On Thu, 31 Jul 2025 17:24:24 +0800
Menglong Dong <menglong8.d...@gmail.com> wrote:

> For now, all the kernel functions who are hooked by the fprobe will be
> added to the hash table "fprobe_ip_table". The key of it is the function
> address, and the value of it is "struct fprobe_hlist_node".
> 
> The budget of the hash table is FPROBE_IP_TABLE_SIZE, which is 256. And
> this means the overhead of the hash table lookup will grow linearly if
> the count of the functions in the fprobe more than 256. When we try to
> hook all the kernel functions, the overhead will be huge.
> 
> Therefore, replace the hash table with rhltable to reduce the overhead.
> 

Hi Menglong,

Thanks for update, I have just some nitpicks. 
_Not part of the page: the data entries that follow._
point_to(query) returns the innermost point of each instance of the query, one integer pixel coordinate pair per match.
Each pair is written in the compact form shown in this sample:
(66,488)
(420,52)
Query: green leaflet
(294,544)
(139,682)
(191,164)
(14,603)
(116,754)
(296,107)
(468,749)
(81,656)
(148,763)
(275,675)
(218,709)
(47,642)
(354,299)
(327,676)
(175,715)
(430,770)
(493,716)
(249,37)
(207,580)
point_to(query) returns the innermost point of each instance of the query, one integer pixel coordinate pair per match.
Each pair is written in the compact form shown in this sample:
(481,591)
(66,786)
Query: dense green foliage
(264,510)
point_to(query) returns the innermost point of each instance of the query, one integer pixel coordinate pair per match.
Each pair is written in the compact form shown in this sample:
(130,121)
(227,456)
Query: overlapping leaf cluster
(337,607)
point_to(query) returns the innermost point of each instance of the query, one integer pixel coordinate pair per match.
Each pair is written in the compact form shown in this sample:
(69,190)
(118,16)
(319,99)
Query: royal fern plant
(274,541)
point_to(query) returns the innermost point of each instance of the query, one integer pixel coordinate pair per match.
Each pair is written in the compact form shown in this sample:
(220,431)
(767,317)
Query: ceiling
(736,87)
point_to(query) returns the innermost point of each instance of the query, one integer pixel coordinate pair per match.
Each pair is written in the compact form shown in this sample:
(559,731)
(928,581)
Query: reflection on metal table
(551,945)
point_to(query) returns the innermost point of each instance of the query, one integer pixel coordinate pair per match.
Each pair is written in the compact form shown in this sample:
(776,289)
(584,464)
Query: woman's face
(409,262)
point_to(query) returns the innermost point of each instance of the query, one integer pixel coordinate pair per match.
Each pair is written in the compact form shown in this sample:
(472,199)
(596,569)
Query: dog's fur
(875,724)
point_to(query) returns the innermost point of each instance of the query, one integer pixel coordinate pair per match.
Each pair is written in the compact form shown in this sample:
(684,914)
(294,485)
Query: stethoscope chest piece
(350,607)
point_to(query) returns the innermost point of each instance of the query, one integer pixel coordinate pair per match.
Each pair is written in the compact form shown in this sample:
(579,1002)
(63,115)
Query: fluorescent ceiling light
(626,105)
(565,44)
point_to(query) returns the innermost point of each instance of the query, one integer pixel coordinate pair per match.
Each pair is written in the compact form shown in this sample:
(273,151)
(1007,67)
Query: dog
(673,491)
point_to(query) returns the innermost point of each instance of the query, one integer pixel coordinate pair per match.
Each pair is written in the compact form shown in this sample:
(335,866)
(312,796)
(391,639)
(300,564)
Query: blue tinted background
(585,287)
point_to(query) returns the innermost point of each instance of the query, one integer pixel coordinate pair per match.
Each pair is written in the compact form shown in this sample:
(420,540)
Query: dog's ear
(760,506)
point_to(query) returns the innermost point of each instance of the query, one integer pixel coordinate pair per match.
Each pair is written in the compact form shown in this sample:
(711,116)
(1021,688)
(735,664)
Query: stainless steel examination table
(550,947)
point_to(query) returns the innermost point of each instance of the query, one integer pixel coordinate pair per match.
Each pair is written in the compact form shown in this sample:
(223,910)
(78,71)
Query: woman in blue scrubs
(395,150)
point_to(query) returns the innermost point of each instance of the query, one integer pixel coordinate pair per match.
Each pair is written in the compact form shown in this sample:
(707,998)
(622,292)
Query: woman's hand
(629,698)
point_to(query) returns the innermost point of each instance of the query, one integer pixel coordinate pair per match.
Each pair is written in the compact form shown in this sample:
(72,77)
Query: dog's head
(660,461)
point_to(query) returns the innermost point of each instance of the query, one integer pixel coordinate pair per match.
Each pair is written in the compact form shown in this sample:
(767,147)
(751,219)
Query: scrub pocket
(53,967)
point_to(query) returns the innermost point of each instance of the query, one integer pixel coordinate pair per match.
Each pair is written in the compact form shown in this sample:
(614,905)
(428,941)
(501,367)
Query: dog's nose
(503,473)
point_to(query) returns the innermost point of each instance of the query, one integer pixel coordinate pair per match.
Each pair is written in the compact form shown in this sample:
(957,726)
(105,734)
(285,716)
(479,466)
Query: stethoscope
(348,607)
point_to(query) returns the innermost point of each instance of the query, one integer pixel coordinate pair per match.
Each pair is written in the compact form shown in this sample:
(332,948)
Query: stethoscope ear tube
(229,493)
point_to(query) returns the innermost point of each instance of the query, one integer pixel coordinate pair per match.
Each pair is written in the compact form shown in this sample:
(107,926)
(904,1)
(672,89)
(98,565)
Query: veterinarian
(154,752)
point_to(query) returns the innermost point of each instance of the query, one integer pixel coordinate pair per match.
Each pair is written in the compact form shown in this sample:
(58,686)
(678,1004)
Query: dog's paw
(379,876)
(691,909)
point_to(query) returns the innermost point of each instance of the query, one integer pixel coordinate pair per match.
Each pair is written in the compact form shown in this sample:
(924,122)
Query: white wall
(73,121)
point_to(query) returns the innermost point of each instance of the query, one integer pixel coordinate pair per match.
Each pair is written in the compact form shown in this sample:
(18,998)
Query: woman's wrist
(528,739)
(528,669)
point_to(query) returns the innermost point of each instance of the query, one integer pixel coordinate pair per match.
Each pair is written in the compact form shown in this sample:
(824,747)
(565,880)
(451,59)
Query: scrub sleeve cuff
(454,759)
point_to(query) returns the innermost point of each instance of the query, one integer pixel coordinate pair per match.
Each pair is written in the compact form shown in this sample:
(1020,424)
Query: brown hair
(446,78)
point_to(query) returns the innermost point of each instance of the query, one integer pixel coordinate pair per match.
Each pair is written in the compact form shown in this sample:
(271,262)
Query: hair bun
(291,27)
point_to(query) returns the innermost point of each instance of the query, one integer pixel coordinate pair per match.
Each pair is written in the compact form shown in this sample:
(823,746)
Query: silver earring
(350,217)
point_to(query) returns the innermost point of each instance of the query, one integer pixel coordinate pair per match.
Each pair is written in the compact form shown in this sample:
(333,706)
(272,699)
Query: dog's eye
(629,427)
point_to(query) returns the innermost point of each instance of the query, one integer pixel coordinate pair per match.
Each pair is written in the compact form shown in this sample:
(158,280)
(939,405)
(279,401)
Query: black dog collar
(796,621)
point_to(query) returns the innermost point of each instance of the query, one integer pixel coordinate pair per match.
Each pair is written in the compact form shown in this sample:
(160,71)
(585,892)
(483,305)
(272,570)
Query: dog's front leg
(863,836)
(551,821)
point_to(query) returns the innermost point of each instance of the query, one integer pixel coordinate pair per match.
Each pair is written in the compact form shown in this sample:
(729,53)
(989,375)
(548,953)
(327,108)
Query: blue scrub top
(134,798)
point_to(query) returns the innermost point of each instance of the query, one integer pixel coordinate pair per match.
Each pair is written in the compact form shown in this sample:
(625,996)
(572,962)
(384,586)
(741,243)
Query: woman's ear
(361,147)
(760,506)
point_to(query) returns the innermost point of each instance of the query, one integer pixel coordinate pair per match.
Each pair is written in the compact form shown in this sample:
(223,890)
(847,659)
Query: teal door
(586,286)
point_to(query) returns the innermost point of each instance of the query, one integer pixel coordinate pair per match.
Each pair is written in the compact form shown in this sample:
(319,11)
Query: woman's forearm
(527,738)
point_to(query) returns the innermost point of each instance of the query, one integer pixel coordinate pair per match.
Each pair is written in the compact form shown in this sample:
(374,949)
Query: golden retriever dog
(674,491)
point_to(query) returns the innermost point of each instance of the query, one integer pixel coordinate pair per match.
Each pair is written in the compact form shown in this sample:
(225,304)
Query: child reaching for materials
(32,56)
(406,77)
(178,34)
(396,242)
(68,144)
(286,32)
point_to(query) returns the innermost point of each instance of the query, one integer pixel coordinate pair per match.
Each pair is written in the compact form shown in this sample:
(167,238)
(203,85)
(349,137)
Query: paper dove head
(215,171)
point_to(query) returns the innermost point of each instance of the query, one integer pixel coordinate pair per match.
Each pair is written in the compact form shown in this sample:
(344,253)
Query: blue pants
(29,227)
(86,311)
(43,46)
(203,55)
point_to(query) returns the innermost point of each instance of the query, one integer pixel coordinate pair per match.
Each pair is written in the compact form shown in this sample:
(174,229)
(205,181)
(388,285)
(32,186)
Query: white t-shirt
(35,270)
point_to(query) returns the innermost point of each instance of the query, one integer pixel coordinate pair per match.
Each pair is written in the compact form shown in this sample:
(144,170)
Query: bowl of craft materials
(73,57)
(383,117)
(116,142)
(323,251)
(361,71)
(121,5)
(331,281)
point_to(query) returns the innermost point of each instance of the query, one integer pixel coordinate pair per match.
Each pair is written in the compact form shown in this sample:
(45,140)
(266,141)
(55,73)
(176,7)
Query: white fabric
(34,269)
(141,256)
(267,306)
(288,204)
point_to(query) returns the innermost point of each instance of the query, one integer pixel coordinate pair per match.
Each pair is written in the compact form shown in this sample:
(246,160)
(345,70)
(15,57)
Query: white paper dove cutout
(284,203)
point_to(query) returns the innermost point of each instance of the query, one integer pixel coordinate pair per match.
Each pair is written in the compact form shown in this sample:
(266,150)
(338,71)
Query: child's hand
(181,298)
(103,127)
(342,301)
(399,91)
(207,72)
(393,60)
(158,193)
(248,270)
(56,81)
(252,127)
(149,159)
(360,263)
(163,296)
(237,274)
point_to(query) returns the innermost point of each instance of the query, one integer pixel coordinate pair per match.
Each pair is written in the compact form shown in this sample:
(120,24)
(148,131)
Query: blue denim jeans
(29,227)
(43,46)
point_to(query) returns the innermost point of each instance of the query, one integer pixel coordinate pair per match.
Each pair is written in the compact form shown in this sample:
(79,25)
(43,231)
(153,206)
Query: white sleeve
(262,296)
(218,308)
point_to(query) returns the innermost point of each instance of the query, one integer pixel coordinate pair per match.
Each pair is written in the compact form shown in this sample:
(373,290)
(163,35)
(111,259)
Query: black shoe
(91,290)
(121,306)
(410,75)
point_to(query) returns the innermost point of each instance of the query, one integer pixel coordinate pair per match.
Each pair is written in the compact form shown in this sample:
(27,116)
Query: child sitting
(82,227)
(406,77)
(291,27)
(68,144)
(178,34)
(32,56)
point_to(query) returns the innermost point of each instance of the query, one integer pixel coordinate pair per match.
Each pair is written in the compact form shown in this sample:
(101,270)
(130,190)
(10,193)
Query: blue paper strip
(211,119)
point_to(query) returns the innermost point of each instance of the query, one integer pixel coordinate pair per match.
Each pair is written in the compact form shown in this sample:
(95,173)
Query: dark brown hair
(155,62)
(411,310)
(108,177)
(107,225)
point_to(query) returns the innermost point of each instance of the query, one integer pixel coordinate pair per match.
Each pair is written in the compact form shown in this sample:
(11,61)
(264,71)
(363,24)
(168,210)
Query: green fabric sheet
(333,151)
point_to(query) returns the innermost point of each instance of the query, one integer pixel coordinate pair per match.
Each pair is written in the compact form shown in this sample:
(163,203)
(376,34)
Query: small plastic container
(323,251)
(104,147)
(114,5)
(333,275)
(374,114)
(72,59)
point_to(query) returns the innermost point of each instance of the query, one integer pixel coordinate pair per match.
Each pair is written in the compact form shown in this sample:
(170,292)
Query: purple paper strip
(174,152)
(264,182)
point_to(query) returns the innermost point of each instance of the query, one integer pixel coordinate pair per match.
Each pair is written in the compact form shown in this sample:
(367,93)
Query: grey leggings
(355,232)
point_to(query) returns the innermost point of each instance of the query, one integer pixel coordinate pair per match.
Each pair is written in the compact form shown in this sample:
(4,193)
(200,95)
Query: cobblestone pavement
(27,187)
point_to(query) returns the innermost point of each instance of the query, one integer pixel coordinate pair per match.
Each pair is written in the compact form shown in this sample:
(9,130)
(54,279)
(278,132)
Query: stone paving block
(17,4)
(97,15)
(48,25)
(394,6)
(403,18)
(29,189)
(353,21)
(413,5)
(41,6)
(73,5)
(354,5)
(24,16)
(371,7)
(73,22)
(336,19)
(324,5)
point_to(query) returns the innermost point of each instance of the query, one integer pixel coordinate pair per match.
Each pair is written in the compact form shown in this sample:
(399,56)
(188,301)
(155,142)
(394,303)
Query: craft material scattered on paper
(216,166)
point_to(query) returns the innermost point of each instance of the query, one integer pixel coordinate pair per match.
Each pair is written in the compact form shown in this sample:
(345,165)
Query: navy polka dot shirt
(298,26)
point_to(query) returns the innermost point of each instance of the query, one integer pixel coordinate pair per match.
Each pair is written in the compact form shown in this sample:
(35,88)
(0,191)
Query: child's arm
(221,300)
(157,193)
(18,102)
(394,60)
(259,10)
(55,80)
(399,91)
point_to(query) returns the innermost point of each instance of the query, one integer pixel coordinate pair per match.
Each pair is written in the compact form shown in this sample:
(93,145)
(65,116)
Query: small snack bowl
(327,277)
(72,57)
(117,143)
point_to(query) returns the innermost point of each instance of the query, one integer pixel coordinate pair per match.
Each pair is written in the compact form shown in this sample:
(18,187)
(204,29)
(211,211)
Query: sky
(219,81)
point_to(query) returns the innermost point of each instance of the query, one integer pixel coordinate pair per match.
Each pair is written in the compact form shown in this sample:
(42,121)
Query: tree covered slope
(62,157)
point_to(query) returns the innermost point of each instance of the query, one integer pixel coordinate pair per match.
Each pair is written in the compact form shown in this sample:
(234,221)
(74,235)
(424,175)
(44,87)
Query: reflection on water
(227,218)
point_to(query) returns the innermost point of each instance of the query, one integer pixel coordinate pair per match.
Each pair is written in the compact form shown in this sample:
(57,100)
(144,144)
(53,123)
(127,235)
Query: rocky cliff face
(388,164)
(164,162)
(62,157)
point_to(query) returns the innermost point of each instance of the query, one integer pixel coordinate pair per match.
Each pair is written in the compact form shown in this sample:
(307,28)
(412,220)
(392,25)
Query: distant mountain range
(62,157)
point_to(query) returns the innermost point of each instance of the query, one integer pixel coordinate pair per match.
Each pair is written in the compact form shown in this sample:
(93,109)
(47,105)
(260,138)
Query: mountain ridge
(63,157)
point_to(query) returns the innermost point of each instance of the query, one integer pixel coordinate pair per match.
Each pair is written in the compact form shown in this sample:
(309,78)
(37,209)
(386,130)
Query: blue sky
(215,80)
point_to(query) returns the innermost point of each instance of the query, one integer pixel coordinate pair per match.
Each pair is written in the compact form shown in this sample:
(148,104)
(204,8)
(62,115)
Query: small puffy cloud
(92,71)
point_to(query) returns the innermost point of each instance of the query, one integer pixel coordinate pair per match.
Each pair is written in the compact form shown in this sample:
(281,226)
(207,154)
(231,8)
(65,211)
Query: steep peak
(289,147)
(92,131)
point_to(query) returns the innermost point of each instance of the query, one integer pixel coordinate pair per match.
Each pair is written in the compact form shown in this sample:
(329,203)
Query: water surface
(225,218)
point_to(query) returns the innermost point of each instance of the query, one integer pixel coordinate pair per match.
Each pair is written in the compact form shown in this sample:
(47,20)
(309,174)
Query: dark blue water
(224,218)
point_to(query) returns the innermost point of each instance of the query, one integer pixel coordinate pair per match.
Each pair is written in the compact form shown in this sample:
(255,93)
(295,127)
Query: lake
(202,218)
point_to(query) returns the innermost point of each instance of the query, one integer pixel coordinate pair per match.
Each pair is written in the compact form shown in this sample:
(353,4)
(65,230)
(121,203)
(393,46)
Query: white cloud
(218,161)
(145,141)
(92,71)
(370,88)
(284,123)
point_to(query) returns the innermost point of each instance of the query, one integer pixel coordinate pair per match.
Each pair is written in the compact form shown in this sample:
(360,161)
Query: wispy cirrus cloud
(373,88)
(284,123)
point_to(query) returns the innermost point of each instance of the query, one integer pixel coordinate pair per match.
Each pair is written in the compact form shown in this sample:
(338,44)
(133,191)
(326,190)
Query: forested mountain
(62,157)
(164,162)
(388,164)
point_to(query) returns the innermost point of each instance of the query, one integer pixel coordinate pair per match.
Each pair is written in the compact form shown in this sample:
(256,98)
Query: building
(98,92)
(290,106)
> Signed-off-by: Menglong Dong <dong...@chinatelecom.cn>
> ---
> v3:
> - some format optimization
> - handle the error that returned from rhltable_insert in
>   insert_fprobe_node
> ---
>  include/linux/fprobe.h |   3 +-
>  kernel/trace/fprobe.c  | 154 +++++++++++++++++++++++------------------
>  2 files changed, 90 insertions(+), 67 deletions(-)
> 
> diff --git a/include/linux/fprobe.h b/include/linux/fprobe.h
> index 702099f08929..f5d8982392b9 100644
> --- a/include/linux/fprobe.h
> +++ b/include/linux/fprobe.h
> @@ -7,6 +7,7 @@
>  #include <linux/ftrace.h>
>  #include <linux/rcupdate.h>
>  #include <linux/refcount.h>
> +#include <linux/rhashtable.h>

nit: can you also include this header file in fprobe.c ?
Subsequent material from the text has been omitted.